Jakarta (Kemenag) --- Irjen Kemenag Deni Suardini membuka opsi penerapan audit jarak jauh dalam pelaksanaan tugas pengawasan. Hal ini disampaikan Deni Suardini saat menerima Memori Jabatan dari Plt Irjen Muhammad Tambrin sekaligus ramah tamah dengan jajaran Inspektorat Jenderal. 
Di masa pandemi, kata Irjen Deni, harus ada terobosan dalam pendekatan pengawasan. Menurutnya, salah satu upaya yang dilakukan adalah mengoptimalkan teknologi informasi. "Di situasi saat ini, remote audit atau audit jarak jauh menggunakan teknologi informasi adalah salah satu opsi pengawasan yang bisa dilaksanakan. Auditor tidak harus turun ke daerah tetapi kahadiran Itjen bisa dirasakan," jelas Deni Suardini kepada jajarannya di OR Itjen, Kemenag, Jakarta, Rabu (12/08).
"Itjen harus selalu terdepan dalam segala hal, dari perencanaan yang matang dan tepat hingga pelaporannya. Intinya pengawasan harus dimanfaatkan dan dirasakan untuk kepentingan rakyat," lanjutnya.

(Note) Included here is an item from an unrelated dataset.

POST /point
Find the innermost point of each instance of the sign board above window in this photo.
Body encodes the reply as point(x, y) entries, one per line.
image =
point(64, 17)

Irjen Deni juga mengingatkan jajarannya untuk terus memegang nilai luhur dalam melaksanakan tugas pengawasan. Menurutnya, nilai-nilai luhur adalah mahkota pengawasan. Nilai luhur itu mencakup iman dan takwa, integritas, profesionalitas, tanggung jawab, dan keteladan. “Ini adalah mahkota pengawasan yang harus kita jaga," ujarnya.
"Kita juga harus cepat dalam penanganan isu. Juknis harus dipelajari sehingga penanganan yang dilakukan tepat sasaran, tepat jumlah, tepat waktu, tepat administrasi, tepat manfaat. kuncinya Kita semua harus proaktif, saling kerja sama dan saling komunikasi," tandasnya.
Sebelumnya, Sekretaris Itjen Muhammad Tambrin melaporkan bahwa serapan anggaran itjen baru 44%. Menurutnya, hal itu disebabkan adanya pandemi Covid-19. Program belum bisa dijalankan karena postur anggaran Itjen lebih banyak untuk mengawal akuntabilitas satuan kerja di daerah.